Les Éditions Montparnasse poursuivent leur travail d’exhumation de classiques injustement oubliés, notamment grâce à leur collection RKO. Parmi les derniers titres édités, What Price Hollywood? (1932), l’un des premiers films de George Cukor où il fait déjà preuve d’une cruelle ironie pour dépeindre les ravages de l’industrie du rêve.
Au moment de la sortie de What Price Hollywood ? en 1932, George Cukor est un nouveau venu au sein de l’industrie de divertissement américaine. Alors qu’il a tout juste trente ans, le jeune réalisateur profite de l’avènement du parlant (et du retrait de certains metteurs en scène) pour se voir confier des projets ambitieux et collaborer avec des acteurs (et surtout des actrices) qui seront les gloires de demain. Ironique, un brin cruel et misogyne, Cukor a toujours porté un regard sans concession sur les affres de la célébrité et du façonnement des stars, ses adaptations musicales d’Une étoile est née (1954) et My Fair Lady (1964) en étant probablement les plus brillantes démonstrations.

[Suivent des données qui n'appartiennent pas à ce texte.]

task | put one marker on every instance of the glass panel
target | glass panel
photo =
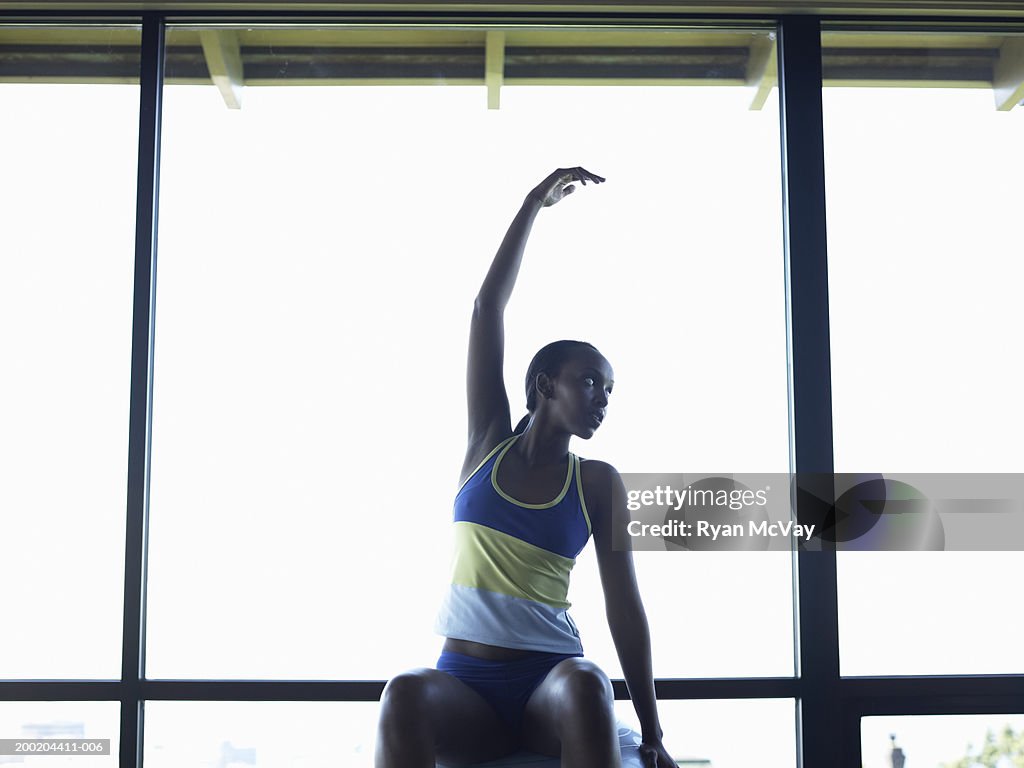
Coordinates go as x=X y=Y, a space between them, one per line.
x=304 y=733
x=321 y=248
x=68 y=197
x=925 y=272
x=261 y=733
x=941 y=740
x=60 y=733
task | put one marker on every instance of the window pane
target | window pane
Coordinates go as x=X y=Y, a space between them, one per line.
x=941 y=740
x=924 y=291
x=321 y=249
x=68 y=150
x=726 y=733
x=269 y=734
x=61 y=720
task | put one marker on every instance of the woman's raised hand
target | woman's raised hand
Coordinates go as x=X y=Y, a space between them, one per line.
x=559 y=183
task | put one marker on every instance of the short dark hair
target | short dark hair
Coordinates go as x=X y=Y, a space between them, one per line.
x=549 y=359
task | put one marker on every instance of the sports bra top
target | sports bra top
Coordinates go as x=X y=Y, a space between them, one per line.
x=510 y=573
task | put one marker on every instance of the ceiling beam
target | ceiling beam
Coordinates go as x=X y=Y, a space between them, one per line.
x=1008 y=76
x=494 y=74
x=223 y=59
x=762 y=70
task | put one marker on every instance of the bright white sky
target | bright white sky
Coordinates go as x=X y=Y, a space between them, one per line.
x=320 y=250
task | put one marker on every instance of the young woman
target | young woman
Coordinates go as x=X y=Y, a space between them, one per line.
x=511 y=674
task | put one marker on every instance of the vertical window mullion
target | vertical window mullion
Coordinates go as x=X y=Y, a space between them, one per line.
x=133 y=638
x=819 y=730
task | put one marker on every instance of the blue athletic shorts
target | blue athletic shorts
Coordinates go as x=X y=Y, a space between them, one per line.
x=505 y=685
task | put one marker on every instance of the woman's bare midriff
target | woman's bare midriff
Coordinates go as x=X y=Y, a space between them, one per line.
x=480 y=650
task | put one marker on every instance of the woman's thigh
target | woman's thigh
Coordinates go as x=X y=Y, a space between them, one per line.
x=572 y=702
x=465 y=728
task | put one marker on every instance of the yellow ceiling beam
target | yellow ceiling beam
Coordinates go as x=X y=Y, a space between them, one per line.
x=223 y=58
x=494 y=71
x=1008 y=78
x=762 y=70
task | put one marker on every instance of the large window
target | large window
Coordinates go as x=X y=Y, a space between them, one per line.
x=67 y=243
x=290 y=433
x=924 y=287
x=320 y=251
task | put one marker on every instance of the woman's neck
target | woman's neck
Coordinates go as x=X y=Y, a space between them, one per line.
x=538 y=448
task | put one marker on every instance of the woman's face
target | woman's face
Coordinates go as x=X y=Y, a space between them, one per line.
x=581 y=392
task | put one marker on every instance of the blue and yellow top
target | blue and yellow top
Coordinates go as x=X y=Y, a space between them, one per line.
x=510 y=574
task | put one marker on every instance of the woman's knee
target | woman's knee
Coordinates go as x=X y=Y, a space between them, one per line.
x=407 y=695
x=585 y=682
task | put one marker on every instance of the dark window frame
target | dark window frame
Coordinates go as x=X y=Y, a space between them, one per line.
x=828 y=707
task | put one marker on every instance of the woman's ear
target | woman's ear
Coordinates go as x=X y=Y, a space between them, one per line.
x=545 y=387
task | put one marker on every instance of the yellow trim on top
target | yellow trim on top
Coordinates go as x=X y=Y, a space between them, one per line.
x=506 y=497
x=494 y=451
x=583 y=503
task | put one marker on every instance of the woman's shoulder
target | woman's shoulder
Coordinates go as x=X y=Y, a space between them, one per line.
x=598 y=477
x=479 y=452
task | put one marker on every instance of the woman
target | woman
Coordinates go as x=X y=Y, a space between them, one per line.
x=511 y=674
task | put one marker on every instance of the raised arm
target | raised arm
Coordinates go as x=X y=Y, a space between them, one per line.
x=489 y=421
x=627 y=620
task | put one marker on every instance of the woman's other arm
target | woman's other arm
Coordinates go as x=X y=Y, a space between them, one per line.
x=627 y=619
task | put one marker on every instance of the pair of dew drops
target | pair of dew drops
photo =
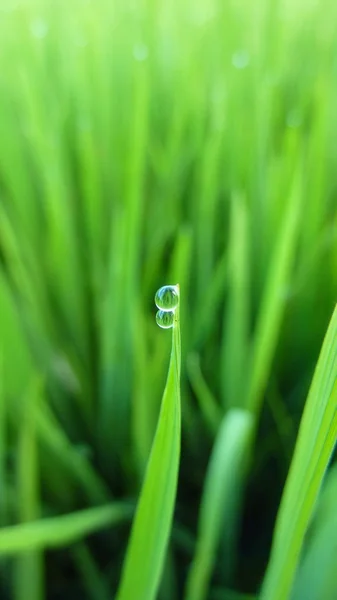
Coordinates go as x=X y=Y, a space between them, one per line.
x=167 y=300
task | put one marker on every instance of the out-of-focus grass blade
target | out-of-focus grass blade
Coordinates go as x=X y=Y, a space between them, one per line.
x=316 y=440
x=54 y=438
x=273 y=300
x=230 y=595
x=95 y=584
x=60 y=531
x=219 y=505
x=151 y=528
x=28 y=567
x=211 y=412
x=316 y=575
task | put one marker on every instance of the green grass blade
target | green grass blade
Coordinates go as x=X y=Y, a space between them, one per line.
x=235 y=338
x=316 y=576
x=151 y=528
x=218 y=512
x=54 y=532
x=316 y=441
x=28 y=567
x=96 y=587
x=273 y=300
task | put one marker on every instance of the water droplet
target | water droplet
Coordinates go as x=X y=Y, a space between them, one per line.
x=140 y=52
x=240 y=59
x=165 y=318
x=167 y=297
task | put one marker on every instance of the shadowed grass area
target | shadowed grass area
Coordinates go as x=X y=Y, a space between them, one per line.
x=142 y=144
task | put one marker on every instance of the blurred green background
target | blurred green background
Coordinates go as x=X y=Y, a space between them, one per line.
x=145 y=143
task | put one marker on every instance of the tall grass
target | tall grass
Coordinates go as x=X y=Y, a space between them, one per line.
x=145 y=143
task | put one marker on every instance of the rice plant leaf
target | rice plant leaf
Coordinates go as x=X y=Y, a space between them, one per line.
x=273 y=300
x=316 y=575
x=316 y=440
x=54 y=532
x=219 y=504
x=145 y=555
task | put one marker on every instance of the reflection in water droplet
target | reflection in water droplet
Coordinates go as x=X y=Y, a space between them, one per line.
x=165 y=318
x=240 y=59
x=140 y=52
x=294 y=119
x=167 y=297
x=39 y=28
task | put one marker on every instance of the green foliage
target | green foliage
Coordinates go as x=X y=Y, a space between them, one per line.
x=150 y=532
x=141 y=144
x=316 y=441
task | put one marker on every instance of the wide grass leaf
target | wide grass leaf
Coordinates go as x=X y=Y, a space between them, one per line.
x=151 y=528
x=220 y=501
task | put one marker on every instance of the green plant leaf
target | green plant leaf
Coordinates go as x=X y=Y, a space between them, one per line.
x=316 y=441
x=220 y=500
x=151 y=528
x=53 y=532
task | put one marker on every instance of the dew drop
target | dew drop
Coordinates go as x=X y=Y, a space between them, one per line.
x=165 y=318
x=140 y=52
x=167 y=297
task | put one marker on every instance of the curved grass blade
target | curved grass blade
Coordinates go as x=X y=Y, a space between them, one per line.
x=54 y=532
x=316 y=441
x=144 y=560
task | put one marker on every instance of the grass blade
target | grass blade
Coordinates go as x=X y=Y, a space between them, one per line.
x=54 y=532
x=316 y=576
x=273 y=301
x=316 y=441
x=29 y=568
x=225 y=475
x=151 y=528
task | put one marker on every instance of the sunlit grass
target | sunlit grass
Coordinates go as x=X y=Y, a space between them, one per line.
x=144 y=143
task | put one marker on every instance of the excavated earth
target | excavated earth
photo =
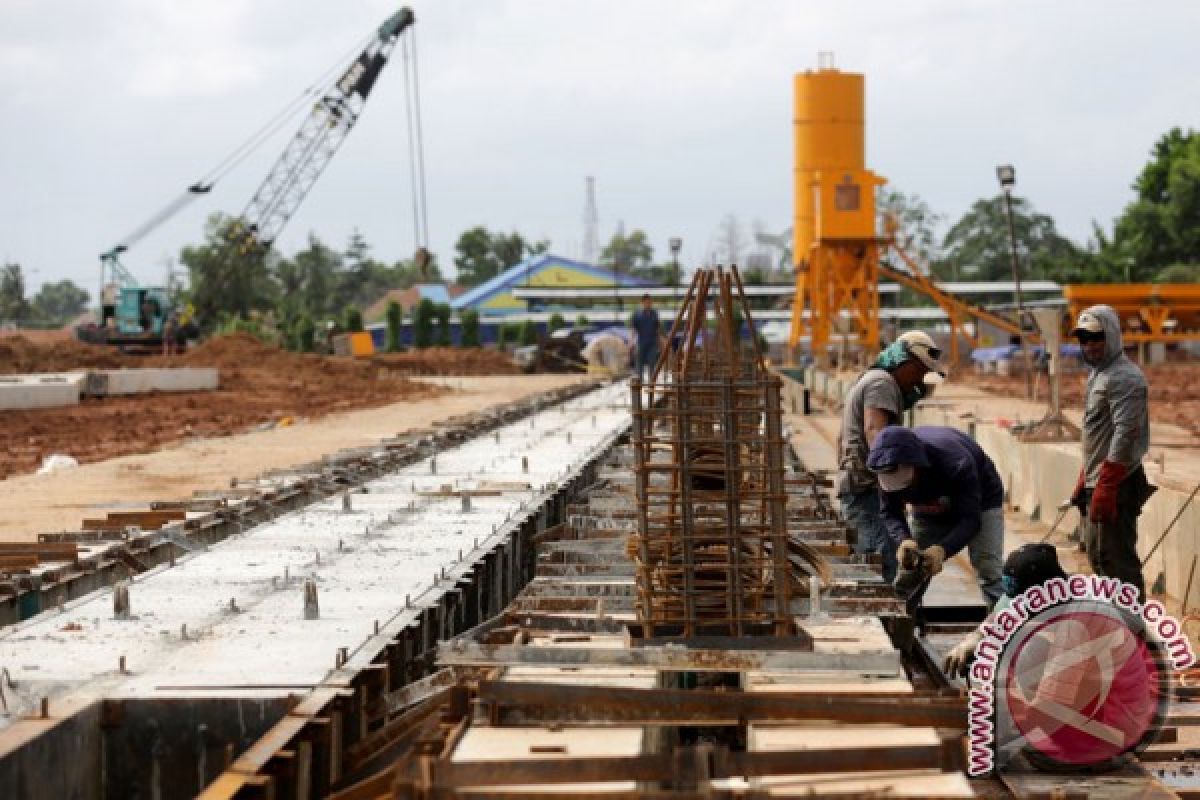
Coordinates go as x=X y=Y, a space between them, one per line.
x=259 y=385
x=1174 y=391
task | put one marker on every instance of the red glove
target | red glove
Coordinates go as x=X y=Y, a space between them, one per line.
x=1080 y=485
x=1104 y=495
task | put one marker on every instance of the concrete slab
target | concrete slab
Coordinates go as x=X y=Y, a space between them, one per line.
x=48 y=390
x=241 y=601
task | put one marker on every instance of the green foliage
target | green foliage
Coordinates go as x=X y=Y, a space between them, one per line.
x=1161 y=228
x=1179 y=274
x=395 y=320
x=13 y=305
x=225 y=277
x=306 y=334
x=423 y=323
x=442 y=314
x=469 y=334
x=528 y=332
x=59 y=302
x=977 y=246
x=481 y=254
x=353 y=320
x=627 y=253
x=915 y=223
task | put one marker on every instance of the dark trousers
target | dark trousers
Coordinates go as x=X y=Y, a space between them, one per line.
x=1113 y=546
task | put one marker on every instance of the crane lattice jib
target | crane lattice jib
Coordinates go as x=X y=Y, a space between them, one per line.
x=322 y=133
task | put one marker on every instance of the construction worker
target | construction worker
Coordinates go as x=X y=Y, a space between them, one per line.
x=647 y=326
x=957 y=499
x=879 y=398
x=1111 y=488
x=1027 y=566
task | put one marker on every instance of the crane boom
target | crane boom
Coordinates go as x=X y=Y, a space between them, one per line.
x=318 y=138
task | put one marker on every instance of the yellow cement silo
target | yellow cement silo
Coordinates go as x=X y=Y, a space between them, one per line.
x=834 y=234
x=829 y=138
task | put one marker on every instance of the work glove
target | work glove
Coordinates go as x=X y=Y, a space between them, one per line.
x=1077 y=495
x=1104 y=495
x=958 y=661
x=935 y=557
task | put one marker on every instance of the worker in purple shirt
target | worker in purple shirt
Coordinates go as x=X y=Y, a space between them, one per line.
x=647 y=326
x=955 y=495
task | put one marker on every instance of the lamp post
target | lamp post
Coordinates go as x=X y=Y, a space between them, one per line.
x=676 y=245
x=1007 y=176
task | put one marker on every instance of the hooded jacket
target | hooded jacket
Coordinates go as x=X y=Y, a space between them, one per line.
x=1116 y=416
x=955 y=481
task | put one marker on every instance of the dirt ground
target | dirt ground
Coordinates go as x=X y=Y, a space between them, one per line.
x=1174 y=391
x=259 y=386
x=33 y=504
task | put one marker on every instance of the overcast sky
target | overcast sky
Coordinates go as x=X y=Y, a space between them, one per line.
x=682 y=112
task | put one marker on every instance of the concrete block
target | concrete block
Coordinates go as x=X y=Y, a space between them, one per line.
x=136 y=382
x=49 y=390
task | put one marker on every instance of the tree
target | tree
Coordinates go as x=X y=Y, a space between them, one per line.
x=59 y=302
x=306 y=332
x=977 y=246
x=481 y=254
x=395 y=319
x=469 y=335
x=319 y=266
x=442 y=313
x=915 y=223
x=1159 y=228
x=627 y=253
x=423 y=323
x=226 y=280
x=13 y=306
x=1179 y=274
x=528 y=332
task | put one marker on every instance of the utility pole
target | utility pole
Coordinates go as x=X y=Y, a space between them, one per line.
x=1007 y=175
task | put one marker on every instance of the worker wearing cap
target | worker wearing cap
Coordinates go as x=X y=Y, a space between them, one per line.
x=879 y=398
x=955 y=495
x=648 y=328
x=1113 y=486
x=1027 y=566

Pourtant, quelques décennies avant la mise en concurrence du septième art par la télévision, le réalisateur s’attaquait déjà aux dérives d’une machine à rêves. Avant lui, peu de réalisateurs avaient déjà eu ce regard réflexif sur le système hollywoodien, à l’exception notable de King Vidor qui, avec l’excellent Mirages (Show People, 1930), prenait un malin plaisir à humilier Marion Davies en jeune actrice parvenue.
Une star d’Hollywood croise le chemin d’une jeune débutante en mal de reconnaissance : destins croisés, gloire pour l’une et déchéance pour l’autre. Le canevas est connu de toutes les générations, même les plus jeunes ; la preuve en est le succès colossal qu’a rencontré The Artist de Michel Hazanavicius l’année dernière. Sauf que dans What Price Hollywood ?, dont le titre annonce clairement la couleur en mettant de côté toute dimension artistique, ce passage-relais entre une star naissante et l’autre déclinante n’est en aucun cas régi par une histoire d’amour. Le relatif vent libertaire qui souffle tout au long du film (les années folles viennent de s’achever, le code de censure américain n’a pas encore tout à fait pris ses marques) laisse même supposer que le réalisateur vieillissant est homosexuel (comme Cukor lui-même) et que la gloire ne lui laisse que pour seul compagnon l’alcool. Loin du cynisme qu’on prêta au réalisateur de Femmes par la suite, tout l’enjeu dramatique du film repose donc sur l’empathie, celle d’une actrice reconnaissante pour un mentor en qui plus personne ne croit.
Regard lucide sur une industrie qui renie sans rougir ceux qui ont fait sa puissance, What Price Hollywood? est hanté en permanence par la pulsion suicidaire au point de faire du présent film un élégant écrin mortuaire dont personne ne peut sortir indemne. L’habileté du montage, conjugué à un étonnant travail sur l’espace (qui sera à nouveau à l’œuvre dans Hantise en 1944), permet de faire du climax un sommet d’émotion, de quoi faire oublier un épilogue plus consensuel sur l’issue positive d’une histoire d’amour contrariée (exigence des studios, probablement). En sus, le film a une belle valeur documentaire sur Hollywood elle-même : au cours d’une scène de tournage, George Cukor se laisser aller à une troublante mise en abyme qui démystifie autant qu’elle célèbre l’art du faux et de la représentation. L’obstination dont la jeune actrice fait ensuite preuve pour trouver le mouvement et le ton justes n’en est qu’un aboutissement réjouissant. Il serait donc dommage de ne voir dans ce film qu’un portrait au vitriol. Au contraire, Cukor assume en quelques sortes une déclaration d’amour ambiguë à Hollywood en rendant hommage à ceux que la machine a broyés. Une troublante manière de remettre un peu d’humain au milieu de toute une fantasmagorie, en somme.